God Sister Teresa
Sun and Rain for the Lamb by Mary Newcomb (1922-2008) was Sister Wendy Beckett’s final Christmas card. She sent it accompanied by a short commentary, which she wrote shortly before she died on 26th December 2018.
‘This is not the pure white lamb on the green meadow that we associate with the Son of God,’ she wrote. ‘This is a tiny black lamb, almost invisible, hidden in his mother’s fleece. She is the only support for his frailty and vulnerability, and the field is a barren wasteland, sodden with rain from the storm which is just departing, with a farmhouse in the distance and an empty barn.
‘Yet, before that lamb, there spreads a puddle in which a watery sun, rain almost over, is making the world beautiful. It was to bring this glory down to earth that the little lamb renounced his royal state in the heavens and came to live among us, as unprotected as any human baby ever was. From now until his final sacrifice when he moves back into his natural brightness, he will not only bring the glory of the Son to earth, but will take us into it. We do not just see, but in Jesus we live the Glory of God.’
I thought, when I first saw this picture, that with its lamb it would have made a more appropriate Easter card. Using it as a breviary marker has meant that I have seen it four times a day, every day, for over a year, without ever getting bored with it.
It now strikes me that it is a fitting image for both the birth and the resurrection of Jesus. Easter is the culmination of the Nativity of Christ and Sun and Rain for the Lamb takes us from the vulnerability of his infancy to his helplessness on the cross. There was nothing and no one to protect him and his cry ‘My God, my God, why have you forsaken me?’ (Matthew 27:46) expresses unquantifiable darkness, pain, despair and sense of abandonment.
We recognise that he took on the sins of the world but, at the same time, we understand so very little of his death and of the full shock of his question.
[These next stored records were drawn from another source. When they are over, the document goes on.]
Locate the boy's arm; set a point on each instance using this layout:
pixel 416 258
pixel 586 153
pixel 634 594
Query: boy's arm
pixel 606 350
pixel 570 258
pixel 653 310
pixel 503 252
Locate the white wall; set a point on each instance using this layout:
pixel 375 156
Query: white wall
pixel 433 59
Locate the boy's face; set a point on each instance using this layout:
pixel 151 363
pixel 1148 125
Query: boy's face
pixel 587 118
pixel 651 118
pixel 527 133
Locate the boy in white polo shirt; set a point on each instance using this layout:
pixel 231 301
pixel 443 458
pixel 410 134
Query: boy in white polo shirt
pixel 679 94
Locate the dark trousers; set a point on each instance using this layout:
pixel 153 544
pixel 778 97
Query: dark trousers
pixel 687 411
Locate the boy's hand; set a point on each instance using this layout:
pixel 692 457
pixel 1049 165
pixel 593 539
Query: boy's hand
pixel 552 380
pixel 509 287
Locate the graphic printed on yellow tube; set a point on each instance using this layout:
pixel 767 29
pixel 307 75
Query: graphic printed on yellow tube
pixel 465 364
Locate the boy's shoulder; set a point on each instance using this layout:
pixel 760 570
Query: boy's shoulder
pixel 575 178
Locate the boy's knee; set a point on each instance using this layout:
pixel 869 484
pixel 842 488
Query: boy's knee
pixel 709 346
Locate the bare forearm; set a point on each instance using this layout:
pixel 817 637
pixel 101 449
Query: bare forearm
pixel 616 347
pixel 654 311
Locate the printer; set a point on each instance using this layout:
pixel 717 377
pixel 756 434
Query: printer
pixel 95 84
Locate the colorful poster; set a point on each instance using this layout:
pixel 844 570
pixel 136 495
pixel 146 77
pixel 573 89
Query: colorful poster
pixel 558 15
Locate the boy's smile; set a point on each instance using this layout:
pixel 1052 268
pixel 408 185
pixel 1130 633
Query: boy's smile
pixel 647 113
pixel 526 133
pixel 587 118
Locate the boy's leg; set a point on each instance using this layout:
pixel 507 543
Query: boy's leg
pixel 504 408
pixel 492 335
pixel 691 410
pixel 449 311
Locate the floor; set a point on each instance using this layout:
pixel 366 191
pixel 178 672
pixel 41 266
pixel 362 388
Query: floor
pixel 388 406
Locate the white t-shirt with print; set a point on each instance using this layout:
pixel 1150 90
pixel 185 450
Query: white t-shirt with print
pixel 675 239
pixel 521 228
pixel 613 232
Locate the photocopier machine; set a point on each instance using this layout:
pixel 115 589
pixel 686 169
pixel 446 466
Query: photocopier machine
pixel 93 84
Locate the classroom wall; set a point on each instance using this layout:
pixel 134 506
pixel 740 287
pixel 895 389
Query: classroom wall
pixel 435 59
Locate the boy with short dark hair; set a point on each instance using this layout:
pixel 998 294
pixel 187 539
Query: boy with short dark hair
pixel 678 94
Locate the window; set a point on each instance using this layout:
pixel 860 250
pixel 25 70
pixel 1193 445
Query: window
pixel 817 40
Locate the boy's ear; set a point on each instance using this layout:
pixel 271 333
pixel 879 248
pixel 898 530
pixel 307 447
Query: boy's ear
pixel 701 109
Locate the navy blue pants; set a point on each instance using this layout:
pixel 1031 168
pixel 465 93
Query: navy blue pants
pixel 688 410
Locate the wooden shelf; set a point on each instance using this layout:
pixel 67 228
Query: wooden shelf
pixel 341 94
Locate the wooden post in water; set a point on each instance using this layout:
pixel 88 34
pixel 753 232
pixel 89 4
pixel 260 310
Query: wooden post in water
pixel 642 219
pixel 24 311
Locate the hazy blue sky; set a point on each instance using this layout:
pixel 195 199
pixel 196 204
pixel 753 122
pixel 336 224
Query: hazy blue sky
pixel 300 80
Had he been wrong all the time? Now we see that he was right all along: ‘I am the light of the world; anyone who follows me will not be walking in the dark; he will have the light of life’ (John 8:12).
Newcomb’s bleak little Norfolk landscape is dark all right, but the light is winning through, bringing with it warmth, life and, in this apparently cheerless countryside, the possibility of a host of golden daffodils.